Tüm bunlar araştırıldı. 50 kişi çok ileri vaka olduklarından dolayı hemen akıl hastanesine kapatıldı. Akıl hastanesine kapatılan bu 50 kişiden 1 tanesi kendisini camdan aşağı atarak intihar etti ve ‘ben bir uçağım, bakın ben uçabiliyorum, işte ben uçağım!!” diye bağırmaya devam ediyordu. Bazıları ise çok kısa süre içerisinde doğal gibi görünen sebeplerden ötürü ölmüşlerdi ve bu da olayın daha da gizemli hale gelmesine sebep olmuştu.

Tüm bunlar olup biterken 50 kişinin dışında olan 250 kişinin ise tedavilerine devam ediliyor, karnında yılan olduğunu iddia edenlerin böyle bir şey olmadığı inandırılmaya çalışılıyordu. O dönemde gazetecilerde olayı araştırdılar ve sonucunda köyde herkesine yedikleri ‘lanetli ekmek’ nedeni ile delirdiklerini tespit ettiler.

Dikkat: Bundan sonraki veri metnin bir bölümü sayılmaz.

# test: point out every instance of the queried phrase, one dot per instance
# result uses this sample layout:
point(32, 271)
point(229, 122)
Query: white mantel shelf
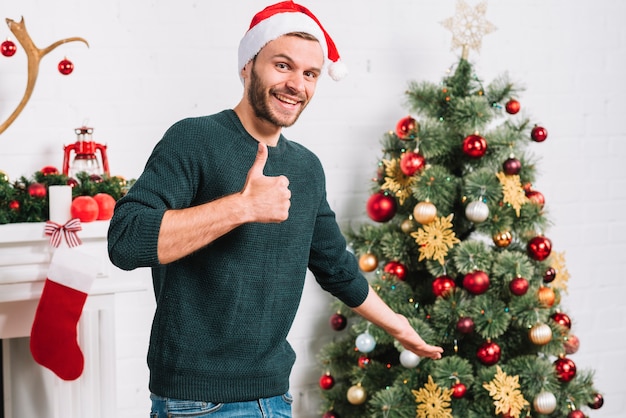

Köyde sadece 1 tane fırıncı vardı ve bu fırından çıkan ekmekler 300 kişi tarafından her gün yenmek zorunda kalıyordu. Ekmekler üzerinde yapılan çalışmalarda ergot mantarı isimli halüsinasyon görmeye sebep olan ve en güçlü halüsinasyonel olaylara sebep olan bir mantar türü bulundu. Fırın sahibi Roch Briand ise bu olaylardan sorumlu tutuluyordu. LSD isimli bir maddenin dünyada en etkili halüsinasyonejen madde olduğu biliniyor ve bu maddenin insan vücudunda saniyeler içerisinde insanı delirtebileceği gibi bir fili kısa süre içerisinde öldürmeye neden olabilecek kadar aşırı güçlü olduğu belirtiliyor.

7LSD isimli maddenin ekmeklerin içerisine nasıl girdiği, ergot mantarı olarak ekmeklerin içerisine nasıl karıştırıldığı bir soru işaretiydi. Kimilerine göre ekmeklerin içerisine bu maddeyi fırın sahibi atmıştı, kimilerine göre ise CIA ile fırın sahibi bir işbirliği yapmış ve CIA tarafından köyde LSD maddesi denenmişti. Bir yanda ise fırın sahibinin herhangi bir şekilde bu durumdan haberdar olmadığı hammaddelerin içerisine gizli bir şekilde CIA tarafından bu maddenin eklendiği iddia edilmişti.

Ekmek bir şekilde ergot mantarı nedeniyle köydeki 300 insanı delirtmişti ancak bu 300 insanın nasıl ve kimler tarafından neden dolayı ‘delirtilmek’ istendiği asla yanıt bulamayan sorular arasında yerini almıştı. Konu hakkında Fransa yönetiminin o dönemde hiçbir şekilde köye girişe izin vermediği ve bölgede fırını kapattığı iddia edilirken, bugün bu bölgenin yaşama hala elverişli bölge olduğu ancak bu olayın hiçbir zaman için bölgede ve bölgeye yakın köylerde unutulmadığı biliniyor. Belki yeni nesilm Fransız gençleri bu olayı çok bilmiyor olsa da bu olay tarihte her zaman bir yer bulacak.

Şüphe: Avrupa’da tek LSD üreticisi vardı

O dönemde Avrupa genelinde sadece 1 şirket LSD isimli kimyasal maddeyi üretiyordu. Bu maddeyi üreten şirket ise köye sadece 100 KM kadar uzaktaydı ve şirketin ürettiği bu maddeyi CIA ortaklığında ürettiği biliniyordu. CIA ve şirketin veya sadece şirketin bu maddeyi köyde denemiş olabileceği o dönemden beri iddia edilmekte. Bir yanda ise Fransız yetkililerin bu olayda şirketin bu maddeyi denemesi ve CIA’dan bağımsız olarak bunu test etmiş olabilecekleri iddia edilmekteydi.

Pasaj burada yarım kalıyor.